Why is DSMB Independence Important?
FDA and European Medicines Agency (EMA) guidance is very clear – DSMBs should be independent of the folks who are conducting the research. The best way to accomplish this independence is to have a trusted third party administer the DSMB. In order for a DSMB or DMC to be most effective, it must be independent from individuals sponsoring, organizing, or conducting research. This is so the independent oversight body can provide an opinion without the appearance of implied bias.
Eliminating the Perception of Bias
Sponsors or CROs organizing and conducting the research can have a perceived bias toward showing an investigational drug works as expected. Having a stakeholder in this position also fill the DSMB role calls into question the true independence of such a committee. To address potential bias, guidance from the FDA and EMA suggests that an entity independent of the study sponsor provide this oversight.
An independent DMC can help erase bias perception and improve trust with regulators and the general public. Regulators especially recognize an impartial, third-party DSMB enables appropriate independence from those sponsoring, conducting, and organizing the research at hand. Additionally, sponsors and CROs can assure the general public that the study was done fairly and without any hidden agendas.
What is Charter Development?
The DSMB or DMC charter is a key part of establishing the committee, defining in advance how the DSMB will maintain independence from the sponsor.
Serving as a roadmap for trial oversight, a charter includes what exactly the DSMB will review, how often it will be reviewed, secure data flow, open and closed meeting procedures, and more. By laying out a step-by-step roadmap with information in terms of how the DMC will conduct itself and how the sponsor will interact with the DSMB, the charter helps describe roles and responsibilities, drawing clear lines between the sponsor and the independent review.

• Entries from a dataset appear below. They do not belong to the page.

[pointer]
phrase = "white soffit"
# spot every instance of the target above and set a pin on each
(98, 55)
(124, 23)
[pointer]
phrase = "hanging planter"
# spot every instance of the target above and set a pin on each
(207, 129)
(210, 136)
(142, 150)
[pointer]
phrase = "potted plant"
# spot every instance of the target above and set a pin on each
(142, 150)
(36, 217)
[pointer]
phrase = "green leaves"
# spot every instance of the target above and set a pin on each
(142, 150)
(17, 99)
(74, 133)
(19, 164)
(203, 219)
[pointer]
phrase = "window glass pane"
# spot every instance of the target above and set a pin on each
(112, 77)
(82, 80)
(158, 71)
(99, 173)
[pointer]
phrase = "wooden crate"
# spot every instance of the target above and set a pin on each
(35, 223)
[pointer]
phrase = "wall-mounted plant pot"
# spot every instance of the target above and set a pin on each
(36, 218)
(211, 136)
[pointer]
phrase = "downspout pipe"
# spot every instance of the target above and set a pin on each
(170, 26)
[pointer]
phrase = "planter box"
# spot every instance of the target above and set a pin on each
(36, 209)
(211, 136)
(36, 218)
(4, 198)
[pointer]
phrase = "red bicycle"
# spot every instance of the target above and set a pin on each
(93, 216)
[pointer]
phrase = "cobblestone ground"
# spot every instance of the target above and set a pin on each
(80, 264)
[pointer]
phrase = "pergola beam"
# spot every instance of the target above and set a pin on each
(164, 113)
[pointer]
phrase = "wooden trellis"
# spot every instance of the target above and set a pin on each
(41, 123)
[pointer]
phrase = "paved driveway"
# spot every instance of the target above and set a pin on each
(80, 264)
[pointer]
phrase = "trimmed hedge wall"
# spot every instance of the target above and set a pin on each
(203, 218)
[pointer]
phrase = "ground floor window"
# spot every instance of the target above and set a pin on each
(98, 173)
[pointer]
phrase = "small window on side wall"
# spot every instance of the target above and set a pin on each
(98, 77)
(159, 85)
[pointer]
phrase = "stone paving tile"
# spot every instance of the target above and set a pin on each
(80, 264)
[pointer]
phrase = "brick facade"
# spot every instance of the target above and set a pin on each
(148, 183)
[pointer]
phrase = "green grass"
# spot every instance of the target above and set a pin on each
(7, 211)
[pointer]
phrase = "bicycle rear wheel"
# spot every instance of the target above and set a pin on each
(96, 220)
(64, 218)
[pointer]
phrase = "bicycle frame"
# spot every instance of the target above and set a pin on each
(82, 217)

Not only does the charter keep everyone involved on the same page, but it is also useful for the sponsor when interacting with the FDA. A charter will become part of a DSMB record, so when the sponsor needs to provide information during an FDA filing, they can easily provide the charter to the FDA, along with specific meeting reports.
By ensuring the DMC is truly independent from study conduct, sponsors make trial data more trustworthy to regulatory authorities and clinicians and enhance public trust with patients.